En verano esto de estar en el mercado laboral no lo llevo con calma. Como fui la última en llegar al curro, también soy la última en elegir fecha para irme de vacaciones. Consecuencia: No las tengo hasta finales de septiembre. ¡Ay, mujer, pero de qué te quejas, si está todo más barato!. Si, efectivamente, está todo más barato y más arrasado. Vete tú, a finales de septiembre, a pedirle al camarero que te sirva el pescaíto frito con una sonrisa. El susodicho camarero tiene unas ganas de encarar noviembre que no ve, porque hace semanas que tiene pesadillas con niños sedientos, padres histéricos y adolescentes hormonados que aún no han acabado la ESO y porque él es el que realmente está frito. Muestro mi más absoluta solidaridad hacia el obrero del sector servicios porque yo también lo fui.
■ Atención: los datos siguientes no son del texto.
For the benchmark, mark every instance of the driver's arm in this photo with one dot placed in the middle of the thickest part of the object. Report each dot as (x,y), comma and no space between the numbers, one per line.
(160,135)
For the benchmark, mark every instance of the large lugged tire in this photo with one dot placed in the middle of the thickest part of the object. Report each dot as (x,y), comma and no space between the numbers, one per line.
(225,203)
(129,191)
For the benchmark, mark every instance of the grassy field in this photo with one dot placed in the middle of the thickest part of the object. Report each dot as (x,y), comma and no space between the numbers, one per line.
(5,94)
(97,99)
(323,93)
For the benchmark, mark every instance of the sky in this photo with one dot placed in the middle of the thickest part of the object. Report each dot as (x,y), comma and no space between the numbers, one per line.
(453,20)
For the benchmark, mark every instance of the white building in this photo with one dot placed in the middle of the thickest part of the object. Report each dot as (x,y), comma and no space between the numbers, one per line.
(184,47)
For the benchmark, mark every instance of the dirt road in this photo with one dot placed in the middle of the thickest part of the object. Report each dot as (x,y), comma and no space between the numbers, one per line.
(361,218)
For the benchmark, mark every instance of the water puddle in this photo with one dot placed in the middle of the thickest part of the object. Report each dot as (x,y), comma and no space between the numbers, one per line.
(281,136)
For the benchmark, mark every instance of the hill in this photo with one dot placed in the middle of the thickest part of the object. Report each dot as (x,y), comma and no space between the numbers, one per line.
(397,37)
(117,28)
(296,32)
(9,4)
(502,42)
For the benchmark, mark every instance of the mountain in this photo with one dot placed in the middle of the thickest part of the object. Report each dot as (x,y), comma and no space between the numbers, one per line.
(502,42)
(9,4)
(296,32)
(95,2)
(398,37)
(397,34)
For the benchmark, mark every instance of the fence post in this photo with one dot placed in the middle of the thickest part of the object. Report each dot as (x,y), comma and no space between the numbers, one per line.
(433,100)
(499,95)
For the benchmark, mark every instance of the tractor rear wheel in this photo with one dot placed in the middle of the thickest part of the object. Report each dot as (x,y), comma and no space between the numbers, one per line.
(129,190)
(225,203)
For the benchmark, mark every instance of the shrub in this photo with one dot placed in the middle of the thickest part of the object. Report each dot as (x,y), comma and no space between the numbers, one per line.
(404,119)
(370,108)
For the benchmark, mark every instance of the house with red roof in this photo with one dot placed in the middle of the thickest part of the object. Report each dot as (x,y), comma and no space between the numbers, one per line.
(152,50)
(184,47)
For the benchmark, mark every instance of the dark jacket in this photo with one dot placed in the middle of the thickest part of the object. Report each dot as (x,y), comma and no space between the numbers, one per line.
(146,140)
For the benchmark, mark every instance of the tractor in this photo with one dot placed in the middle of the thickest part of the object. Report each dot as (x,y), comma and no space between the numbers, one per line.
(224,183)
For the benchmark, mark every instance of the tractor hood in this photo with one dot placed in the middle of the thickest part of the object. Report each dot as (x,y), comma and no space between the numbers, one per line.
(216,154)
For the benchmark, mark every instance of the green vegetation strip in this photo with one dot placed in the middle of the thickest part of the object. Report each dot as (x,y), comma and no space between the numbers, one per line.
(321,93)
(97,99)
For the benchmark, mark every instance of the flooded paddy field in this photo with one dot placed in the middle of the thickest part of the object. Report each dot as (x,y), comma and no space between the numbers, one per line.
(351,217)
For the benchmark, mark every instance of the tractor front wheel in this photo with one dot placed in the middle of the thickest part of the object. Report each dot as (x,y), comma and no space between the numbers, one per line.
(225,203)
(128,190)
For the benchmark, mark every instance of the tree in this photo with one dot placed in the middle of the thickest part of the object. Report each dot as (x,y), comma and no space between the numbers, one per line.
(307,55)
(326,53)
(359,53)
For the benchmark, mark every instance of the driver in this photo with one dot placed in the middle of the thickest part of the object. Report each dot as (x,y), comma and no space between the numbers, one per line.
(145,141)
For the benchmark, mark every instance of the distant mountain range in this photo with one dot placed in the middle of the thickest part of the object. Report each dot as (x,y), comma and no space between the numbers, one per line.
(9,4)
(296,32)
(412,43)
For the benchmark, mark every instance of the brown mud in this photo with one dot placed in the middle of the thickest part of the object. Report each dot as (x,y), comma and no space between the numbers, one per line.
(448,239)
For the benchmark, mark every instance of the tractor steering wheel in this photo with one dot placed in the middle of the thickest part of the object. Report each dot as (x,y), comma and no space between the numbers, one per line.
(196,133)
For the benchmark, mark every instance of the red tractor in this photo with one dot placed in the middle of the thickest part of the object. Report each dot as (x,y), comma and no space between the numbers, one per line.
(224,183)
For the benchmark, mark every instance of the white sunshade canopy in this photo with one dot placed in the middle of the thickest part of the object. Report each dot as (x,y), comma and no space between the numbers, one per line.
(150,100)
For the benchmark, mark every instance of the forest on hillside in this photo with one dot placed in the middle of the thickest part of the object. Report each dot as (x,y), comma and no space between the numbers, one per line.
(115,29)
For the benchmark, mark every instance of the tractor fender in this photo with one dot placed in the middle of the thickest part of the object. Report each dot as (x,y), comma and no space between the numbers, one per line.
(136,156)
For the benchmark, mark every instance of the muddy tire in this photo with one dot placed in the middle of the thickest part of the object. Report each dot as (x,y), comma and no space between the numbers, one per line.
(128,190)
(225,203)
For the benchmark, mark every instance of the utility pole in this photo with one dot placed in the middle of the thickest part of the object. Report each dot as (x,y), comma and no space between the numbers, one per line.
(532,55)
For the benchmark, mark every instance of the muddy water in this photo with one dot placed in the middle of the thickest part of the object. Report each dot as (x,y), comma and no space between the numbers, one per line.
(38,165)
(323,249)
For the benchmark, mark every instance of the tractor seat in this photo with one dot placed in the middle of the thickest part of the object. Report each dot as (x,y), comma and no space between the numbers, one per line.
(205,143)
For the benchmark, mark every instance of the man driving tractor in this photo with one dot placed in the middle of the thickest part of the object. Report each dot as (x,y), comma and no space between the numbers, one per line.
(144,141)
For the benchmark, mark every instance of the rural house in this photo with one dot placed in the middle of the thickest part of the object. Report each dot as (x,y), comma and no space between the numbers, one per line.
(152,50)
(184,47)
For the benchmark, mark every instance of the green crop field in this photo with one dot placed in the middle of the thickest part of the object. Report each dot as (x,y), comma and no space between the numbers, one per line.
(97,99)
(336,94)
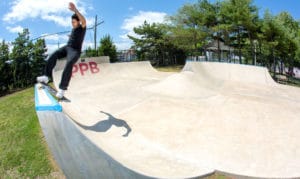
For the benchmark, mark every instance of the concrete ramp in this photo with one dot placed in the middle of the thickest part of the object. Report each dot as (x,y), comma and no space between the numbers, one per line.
(126,120)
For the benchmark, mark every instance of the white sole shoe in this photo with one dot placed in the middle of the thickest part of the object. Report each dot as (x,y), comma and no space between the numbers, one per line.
(60,93)
(42,79)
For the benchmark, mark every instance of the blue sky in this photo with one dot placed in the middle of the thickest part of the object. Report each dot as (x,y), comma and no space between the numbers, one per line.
(120,16)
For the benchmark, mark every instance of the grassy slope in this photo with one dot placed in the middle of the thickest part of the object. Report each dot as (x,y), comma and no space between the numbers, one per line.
(23,152)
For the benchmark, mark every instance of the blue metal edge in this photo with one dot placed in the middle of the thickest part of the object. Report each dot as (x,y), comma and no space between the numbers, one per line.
(54,106)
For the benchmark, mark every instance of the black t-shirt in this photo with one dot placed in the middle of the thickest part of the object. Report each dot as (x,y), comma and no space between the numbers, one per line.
(77,37)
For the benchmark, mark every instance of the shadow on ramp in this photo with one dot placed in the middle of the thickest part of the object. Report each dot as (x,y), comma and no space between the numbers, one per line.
(105,125)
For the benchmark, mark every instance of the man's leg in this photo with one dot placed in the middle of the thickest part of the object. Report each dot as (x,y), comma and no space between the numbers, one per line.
(72,58)
(58,54)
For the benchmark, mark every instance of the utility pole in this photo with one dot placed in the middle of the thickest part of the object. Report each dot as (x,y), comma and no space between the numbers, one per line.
(95,34)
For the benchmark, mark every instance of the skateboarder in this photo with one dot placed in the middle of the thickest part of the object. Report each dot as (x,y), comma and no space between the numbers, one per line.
(71,51)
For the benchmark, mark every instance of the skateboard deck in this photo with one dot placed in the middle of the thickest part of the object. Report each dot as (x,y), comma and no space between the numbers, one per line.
(52,91)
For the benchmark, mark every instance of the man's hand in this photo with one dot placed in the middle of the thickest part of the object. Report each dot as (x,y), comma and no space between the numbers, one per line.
(72,7)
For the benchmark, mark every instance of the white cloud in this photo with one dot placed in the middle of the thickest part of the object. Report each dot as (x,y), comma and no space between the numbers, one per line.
(49,10)
(135,21)
(56,37)
(131,8)
(16,29)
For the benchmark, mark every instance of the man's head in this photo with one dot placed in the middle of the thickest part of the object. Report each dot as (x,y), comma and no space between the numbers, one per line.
(75,21)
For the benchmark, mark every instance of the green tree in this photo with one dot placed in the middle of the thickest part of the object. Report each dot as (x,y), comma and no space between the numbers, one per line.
(37,58)
(154,44)
(89,52)
(20,60)
(107,48)
(5,70)
(240,18)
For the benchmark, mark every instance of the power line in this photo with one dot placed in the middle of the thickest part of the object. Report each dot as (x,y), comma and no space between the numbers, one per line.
(65,32)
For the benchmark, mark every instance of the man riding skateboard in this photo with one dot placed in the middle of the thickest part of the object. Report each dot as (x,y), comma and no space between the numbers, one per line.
(71,51)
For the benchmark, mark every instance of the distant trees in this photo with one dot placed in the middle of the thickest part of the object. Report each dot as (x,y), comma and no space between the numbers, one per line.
(270,40)
(23,64)
(154,44)
(107,48)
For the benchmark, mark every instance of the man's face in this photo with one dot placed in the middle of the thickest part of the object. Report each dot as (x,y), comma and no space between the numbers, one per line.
(75,23)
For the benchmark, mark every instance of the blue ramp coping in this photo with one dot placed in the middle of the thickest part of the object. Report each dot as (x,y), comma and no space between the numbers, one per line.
(44,101)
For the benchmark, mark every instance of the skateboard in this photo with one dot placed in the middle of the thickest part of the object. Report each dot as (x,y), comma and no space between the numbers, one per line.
(52,91)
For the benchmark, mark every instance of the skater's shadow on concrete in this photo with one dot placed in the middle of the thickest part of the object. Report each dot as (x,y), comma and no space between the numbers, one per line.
(105,125)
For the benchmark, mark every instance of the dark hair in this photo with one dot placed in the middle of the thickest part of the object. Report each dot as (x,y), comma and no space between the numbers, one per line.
(74,16)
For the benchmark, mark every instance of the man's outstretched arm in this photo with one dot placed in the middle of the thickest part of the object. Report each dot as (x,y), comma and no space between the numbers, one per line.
(73,8)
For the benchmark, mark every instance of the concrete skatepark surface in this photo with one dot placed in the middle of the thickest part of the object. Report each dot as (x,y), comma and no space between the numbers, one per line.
(126,120)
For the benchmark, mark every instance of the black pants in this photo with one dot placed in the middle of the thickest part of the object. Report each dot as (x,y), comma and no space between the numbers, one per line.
(72,57)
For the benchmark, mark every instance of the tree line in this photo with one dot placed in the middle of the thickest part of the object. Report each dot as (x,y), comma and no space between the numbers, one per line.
(20,65)
(270,40)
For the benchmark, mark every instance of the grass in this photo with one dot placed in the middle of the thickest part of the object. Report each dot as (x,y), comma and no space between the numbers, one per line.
(23,151)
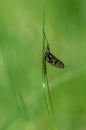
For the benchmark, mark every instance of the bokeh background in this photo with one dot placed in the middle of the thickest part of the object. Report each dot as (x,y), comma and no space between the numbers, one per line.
(22,104)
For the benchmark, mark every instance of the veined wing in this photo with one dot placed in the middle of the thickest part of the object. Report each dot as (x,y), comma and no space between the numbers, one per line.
(54,61)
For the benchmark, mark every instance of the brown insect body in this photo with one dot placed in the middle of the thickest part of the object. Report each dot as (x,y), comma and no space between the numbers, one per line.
(50,58)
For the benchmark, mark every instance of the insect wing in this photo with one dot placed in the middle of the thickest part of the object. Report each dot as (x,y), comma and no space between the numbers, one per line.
(54,61)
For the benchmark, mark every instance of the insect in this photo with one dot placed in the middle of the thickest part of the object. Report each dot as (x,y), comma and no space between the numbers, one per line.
(50,58)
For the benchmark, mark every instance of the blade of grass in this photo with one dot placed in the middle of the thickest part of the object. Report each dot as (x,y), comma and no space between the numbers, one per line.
(46,90)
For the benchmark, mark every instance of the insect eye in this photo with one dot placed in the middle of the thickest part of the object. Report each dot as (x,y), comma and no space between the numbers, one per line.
(60,64)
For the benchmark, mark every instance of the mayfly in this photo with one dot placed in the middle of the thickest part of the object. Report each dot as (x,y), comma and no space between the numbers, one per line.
(50,58)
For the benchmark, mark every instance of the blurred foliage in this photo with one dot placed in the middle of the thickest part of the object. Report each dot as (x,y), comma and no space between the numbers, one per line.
(22,105)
Durante mis veranos de universitaria trabajé en un hotel de turismo rural muy cuco, de estos que le encantan a los madrileños porque tiene de todo: monte, árboles, río, animales y hasta granjero con peto vaquero y camisa de cuadros. A la gente que venía de ciudad les encantaba. Llegaban en coche hasta la misma puerta del hotel como si fueran a encarar una travesía por el Amazonas y/o el Sahara: Pantalones de diez bolsillos, chaleco de diez bolsillos y chirucas. Ése era el uniforme para después pasarse tres de las siete tardes en el hotel durmiendo, otra en Llanes, otra en Potes, otra en la playa y la última en el autobús que sube a los Lagos. Las chirucas volvían impecables a Madrid. Claro que, la verdad, peor era cuando se veían con todo el vestuario encima y querían parecerse a Indiana Jones. Entonces les daba por ir al monte a caminar para, por último, perderse. La historia siempre era la misma: "Vamos a ir a dar un paseíllo por las montañas", decían. A lo que el dueño del hotel respondía: "Está bien, vayan por esa senda, no se desvíen, no coman nada que vean en el suelo, lleven una chaqueta y el teléfono. Los animales son de verdad, es decir, muerden, arañan y bufan. Si tienen cuernos son vacas, no toros de lidia, así que absténganse de hacerse los toreros. Por último, den la vuelta cuando vean que empieza a atardecer". Los excursionistas solían mirar al hotelero con una mezcla de indignación --"¡este se cree que somos tontos!"--y emoción --"¡hay vacas! ¿se dejarán torear?--. No fallaba. Cuatro horas después sonaba el teléfono: "Oye, ¿es el hotel?. Mira soy Isabel, la madrileña de la habitación siete, es que nos hemos perdido porque vimos un camino muy mono y nos desviamos, el niño comió una especie de bayas que se encontró y le sentaron mal, a mi marido le dio un revolcón un toro salvaje y le picó algo cuando cortaba unas ramas para hacer una cabaña salvadora porque nos olvidamos las chaquetas y la verdad, ya es de noche del todo, hace frío. ¿Qué hacemos?. ¡Ah! y respóndeme rápido que se me está acabando la batería".